Zah’s education efforts earn MLK award
Some people are cut out to serve others through their leadership, says Peterson Zah, ASU’s 2008 Martin Luther King Jr. Servant-Leadership Award winner. They don’t feel they’re doing anything special. They just see a need and step in to fill it.
“Sometimes I think it’s not fair to get paid for what I do,” says the former Navajo Nation president, who has been a key leader in bringing Native American students from tribal communities to ASU and helping them succeed. “I really love it.”
Zah, an adviser to the ASU president for 13 years, will receive the award at an MLK celebration breakfast at 7 a.m., Jan. 28, at the Tempe Mission Palms Hotel, 60 E. Fifth St. He was chosen for his service to Native American people, to ASU students and faculty, and to the broader community.
What Zah does is considerable, traveling up to 1,000 miles a month to tribal communities to talk to students and families about college, and to work with leaders on developing partnerships with ASU. He frequently speaks to national and local groups about tribal issues, gives presentations to ASU classes, and meets with students in his office who are having financial or personal problems.
Zah has helped double the Native American student population at ASU, and he continues to build key alliances with tribal and community groups. He helped create ASU’s Native American Achievement Program, a partnership with tribes to provide scholarships, mentoring and advising to students.
This year, ASU has 1,370 Native American students enrolled, up from 698 14 years ago. While last year’s enrollment was even higher, more Native American students than ever are graduating from ASU. The graduating class in December was the largest fall class ever, at 93, with eight of these receiving master’s degrees and two earning doctorates. Another 223 students graduated in the 2006-2007 academic year, a record.
ASU faculty, staff and students across the university reach out to Native American schools throughout the state, bringing enrichment programs on math and science, reading and art to elementary and middle schools. They travel to Indian communities from the Gila River and Salt River Pima-Maricopa to the White Mountain and San Carlos Apache.
Zah has a key role when financial aid and admissions counselors go to the tribal high schools. In February, he and other ASU staff will spend a week in the Navajo Nation, talking to students during the day and their parents and families at night. Zah will be interviewed by Navajo newspapers and radio stations, and he will give guest lectures to high school classes in Navajo government, culture and language. He also will contact low-income families to explain the ASU Advantage program to them, working with the Arizona Department of Economic Security to find students who might qualify for assistance to cover their full college costs.
Later in the spring, he’ll start his annual graduation tour, giving graduation speeches at high school commencements in tribal communities throughout Arizona and New Mexico.
In recent months, he’s also addressed the National Legal Aid & Defender Association, the National Education Association and the Navajo Housing Authority.
“He really connects with the parents and grandparents in tribal communities,” says Jaynie Parrish, coordinator of American Indian Initiatives and a graduate of the Native American Achievement Program. “But he also is known to the young people. Last spring at Shiprock High School (in New Mexico), we were so welcomed and embraced, we felt at home. Later, we found out that the high school was using a national ‘Character Counts’ calendar that featured Mr. Zah as an outstanding example. The gym was packed with students who wanted to hear him speak.”

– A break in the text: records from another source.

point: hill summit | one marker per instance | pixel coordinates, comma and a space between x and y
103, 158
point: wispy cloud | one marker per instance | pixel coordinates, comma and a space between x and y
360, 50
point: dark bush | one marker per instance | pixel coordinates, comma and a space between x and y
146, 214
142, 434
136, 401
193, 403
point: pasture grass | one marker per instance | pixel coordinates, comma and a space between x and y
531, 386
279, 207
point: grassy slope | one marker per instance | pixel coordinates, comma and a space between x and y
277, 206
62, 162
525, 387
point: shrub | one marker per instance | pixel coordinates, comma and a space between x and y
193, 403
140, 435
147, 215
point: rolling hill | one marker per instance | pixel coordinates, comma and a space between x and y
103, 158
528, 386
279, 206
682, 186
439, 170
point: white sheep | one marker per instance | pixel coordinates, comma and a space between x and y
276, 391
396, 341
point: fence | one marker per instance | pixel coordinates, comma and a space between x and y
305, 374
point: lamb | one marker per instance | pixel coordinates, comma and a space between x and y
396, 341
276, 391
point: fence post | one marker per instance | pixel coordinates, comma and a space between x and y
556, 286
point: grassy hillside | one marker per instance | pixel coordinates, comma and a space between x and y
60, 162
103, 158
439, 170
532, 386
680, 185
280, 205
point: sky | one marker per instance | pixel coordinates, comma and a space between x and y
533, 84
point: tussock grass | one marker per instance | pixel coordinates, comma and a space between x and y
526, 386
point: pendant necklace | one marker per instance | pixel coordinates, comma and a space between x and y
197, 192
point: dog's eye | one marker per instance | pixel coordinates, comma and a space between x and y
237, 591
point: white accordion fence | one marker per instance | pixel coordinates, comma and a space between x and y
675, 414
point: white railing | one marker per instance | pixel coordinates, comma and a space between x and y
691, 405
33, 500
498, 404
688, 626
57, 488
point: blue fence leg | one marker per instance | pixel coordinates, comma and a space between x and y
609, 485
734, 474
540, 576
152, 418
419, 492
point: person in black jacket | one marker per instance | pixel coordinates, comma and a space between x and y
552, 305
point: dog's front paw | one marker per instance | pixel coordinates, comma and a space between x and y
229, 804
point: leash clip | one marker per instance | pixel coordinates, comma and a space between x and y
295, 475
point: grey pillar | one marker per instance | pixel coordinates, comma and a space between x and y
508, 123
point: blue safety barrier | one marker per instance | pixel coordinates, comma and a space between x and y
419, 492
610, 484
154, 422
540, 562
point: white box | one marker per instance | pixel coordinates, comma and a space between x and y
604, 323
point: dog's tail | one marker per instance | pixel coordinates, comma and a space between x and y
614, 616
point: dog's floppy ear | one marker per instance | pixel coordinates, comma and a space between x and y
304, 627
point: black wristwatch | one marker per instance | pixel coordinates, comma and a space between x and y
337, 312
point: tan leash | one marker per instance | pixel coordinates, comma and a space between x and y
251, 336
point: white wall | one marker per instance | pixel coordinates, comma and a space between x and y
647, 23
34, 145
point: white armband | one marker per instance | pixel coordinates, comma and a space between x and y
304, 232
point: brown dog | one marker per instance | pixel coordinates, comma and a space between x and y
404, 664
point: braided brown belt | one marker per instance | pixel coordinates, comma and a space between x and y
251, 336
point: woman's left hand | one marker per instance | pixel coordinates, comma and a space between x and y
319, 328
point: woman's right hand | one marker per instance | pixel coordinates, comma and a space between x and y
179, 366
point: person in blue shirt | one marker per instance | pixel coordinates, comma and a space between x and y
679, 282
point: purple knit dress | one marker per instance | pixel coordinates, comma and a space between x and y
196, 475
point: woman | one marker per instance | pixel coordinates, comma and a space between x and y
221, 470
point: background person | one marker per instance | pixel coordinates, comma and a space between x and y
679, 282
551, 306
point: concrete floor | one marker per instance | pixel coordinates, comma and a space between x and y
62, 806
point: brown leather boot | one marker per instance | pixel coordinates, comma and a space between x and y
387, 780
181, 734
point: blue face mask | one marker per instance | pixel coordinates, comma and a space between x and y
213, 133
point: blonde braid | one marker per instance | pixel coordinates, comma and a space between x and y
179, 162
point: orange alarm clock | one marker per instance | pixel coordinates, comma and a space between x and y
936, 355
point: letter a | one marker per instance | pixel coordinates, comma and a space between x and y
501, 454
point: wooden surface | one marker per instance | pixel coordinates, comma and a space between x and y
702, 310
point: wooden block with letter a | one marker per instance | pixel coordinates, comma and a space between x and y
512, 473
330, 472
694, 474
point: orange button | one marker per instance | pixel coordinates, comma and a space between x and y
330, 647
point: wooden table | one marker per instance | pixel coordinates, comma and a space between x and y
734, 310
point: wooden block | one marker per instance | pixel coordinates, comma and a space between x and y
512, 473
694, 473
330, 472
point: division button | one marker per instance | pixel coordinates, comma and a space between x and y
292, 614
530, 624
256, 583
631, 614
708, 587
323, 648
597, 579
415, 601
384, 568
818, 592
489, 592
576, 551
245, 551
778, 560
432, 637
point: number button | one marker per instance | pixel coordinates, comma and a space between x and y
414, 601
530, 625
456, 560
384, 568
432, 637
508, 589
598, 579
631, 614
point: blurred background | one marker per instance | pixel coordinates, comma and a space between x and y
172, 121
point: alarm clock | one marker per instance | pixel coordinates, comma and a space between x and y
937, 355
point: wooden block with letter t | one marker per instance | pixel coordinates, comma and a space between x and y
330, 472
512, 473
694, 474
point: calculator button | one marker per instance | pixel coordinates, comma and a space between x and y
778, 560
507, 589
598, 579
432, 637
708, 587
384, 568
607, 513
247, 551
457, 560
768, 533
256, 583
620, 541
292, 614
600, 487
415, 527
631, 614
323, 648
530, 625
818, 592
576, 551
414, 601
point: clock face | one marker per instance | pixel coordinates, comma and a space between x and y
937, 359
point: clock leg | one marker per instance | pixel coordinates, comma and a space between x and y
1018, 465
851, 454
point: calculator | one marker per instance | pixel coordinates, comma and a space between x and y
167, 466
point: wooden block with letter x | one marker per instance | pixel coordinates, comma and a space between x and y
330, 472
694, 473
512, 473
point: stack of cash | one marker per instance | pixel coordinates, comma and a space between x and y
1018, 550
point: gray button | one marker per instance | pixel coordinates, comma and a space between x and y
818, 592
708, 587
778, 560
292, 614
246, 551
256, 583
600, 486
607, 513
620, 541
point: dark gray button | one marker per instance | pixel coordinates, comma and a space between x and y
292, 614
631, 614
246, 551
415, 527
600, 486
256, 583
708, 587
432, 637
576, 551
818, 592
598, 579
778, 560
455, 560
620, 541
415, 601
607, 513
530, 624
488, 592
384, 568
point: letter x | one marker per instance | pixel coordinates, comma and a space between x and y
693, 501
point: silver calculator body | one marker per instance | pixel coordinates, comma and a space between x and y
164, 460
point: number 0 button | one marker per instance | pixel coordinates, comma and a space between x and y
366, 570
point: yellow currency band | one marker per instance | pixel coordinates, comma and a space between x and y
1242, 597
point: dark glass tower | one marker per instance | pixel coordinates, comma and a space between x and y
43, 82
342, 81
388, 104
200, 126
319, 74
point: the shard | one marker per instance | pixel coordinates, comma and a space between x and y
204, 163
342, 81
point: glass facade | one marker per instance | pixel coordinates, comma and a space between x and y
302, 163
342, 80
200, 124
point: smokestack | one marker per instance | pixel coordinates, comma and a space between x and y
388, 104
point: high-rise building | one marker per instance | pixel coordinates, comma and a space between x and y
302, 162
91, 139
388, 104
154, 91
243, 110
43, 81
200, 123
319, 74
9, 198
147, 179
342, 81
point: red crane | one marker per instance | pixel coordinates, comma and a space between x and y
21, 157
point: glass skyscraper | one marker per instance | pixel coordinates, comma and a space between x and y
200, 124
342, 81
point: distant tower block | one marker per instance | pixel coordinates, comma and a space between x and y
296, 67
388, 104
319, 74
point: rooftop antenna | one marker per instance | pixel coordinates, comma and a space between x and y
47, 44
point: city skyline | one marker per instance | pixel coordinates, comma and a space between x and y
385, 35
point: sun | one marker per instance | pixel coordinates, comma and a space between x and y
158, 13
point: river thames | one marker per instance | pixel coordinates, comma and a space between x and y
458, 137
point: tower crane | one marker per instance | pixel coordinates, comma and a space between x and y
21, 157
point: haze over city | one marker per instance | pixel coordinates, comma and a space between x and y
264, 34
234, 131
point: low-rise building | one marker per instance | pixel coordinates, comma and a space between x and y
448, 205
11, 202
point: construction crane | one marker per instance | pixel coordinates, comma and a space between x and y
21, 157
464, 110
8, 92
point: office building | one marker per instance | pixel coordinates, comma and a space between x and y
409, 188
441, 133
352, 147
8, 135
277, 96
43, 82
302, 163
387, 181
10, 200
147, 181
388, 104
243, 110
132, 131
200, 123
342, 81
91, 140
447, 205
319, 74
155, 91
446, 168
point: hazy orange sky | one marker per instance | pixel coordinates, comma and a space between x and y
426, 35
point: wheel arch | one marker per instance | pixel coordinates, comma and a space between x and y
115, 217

Zah also has raised funds for American Indian programs at ASU, helping to bring in hundreds of thousands of dollars from the Department of Interior and the Navajo Nation to support students in the Indian Legal Program. He has helped increase quality construction and development for tribes through the Construction in Indian Country program in the Del E. Webb School of Construction.
Zah has gained the trust of Native American people by defending their interests for more than 40 years. Born on the Navajo reservation in 1937, he left his home and family as a teenager to attend the Phoenix Indian School. He later attended ASU, where he graduated in 1963. He returned to his homeland as a vocational educator, teaching Navajo adults the essentials of the carpentry trade.
Within a few years, he became executive director of DNA-People’s Legal Services, a nonprofit legal services program for the Navajo, Hopi and Apache people. He helped them with legal matters, set up widespread community education programs and championed native consumer rights. He was elected chairman of the Navajo Tribal Council in 1982. He became president of the Navajo Nation in 1990.
Throughout his career, Zah has made education his first priority. He’ll do whatever it takes to help motivated students stay in school – counseling them, calling a professor or staff member, or dipping into emergency funds provided by companies or private individuals who want to help.
“Our success doesn’t stop at enrolling students, or graduating them,” Zah says. “Success is helping the schools prepare them for college, working with families, supporting traditional values and developing scholarship programs so they can succeed. Success is when they go back to their people and become contributing members, working to improve American Indian communities.”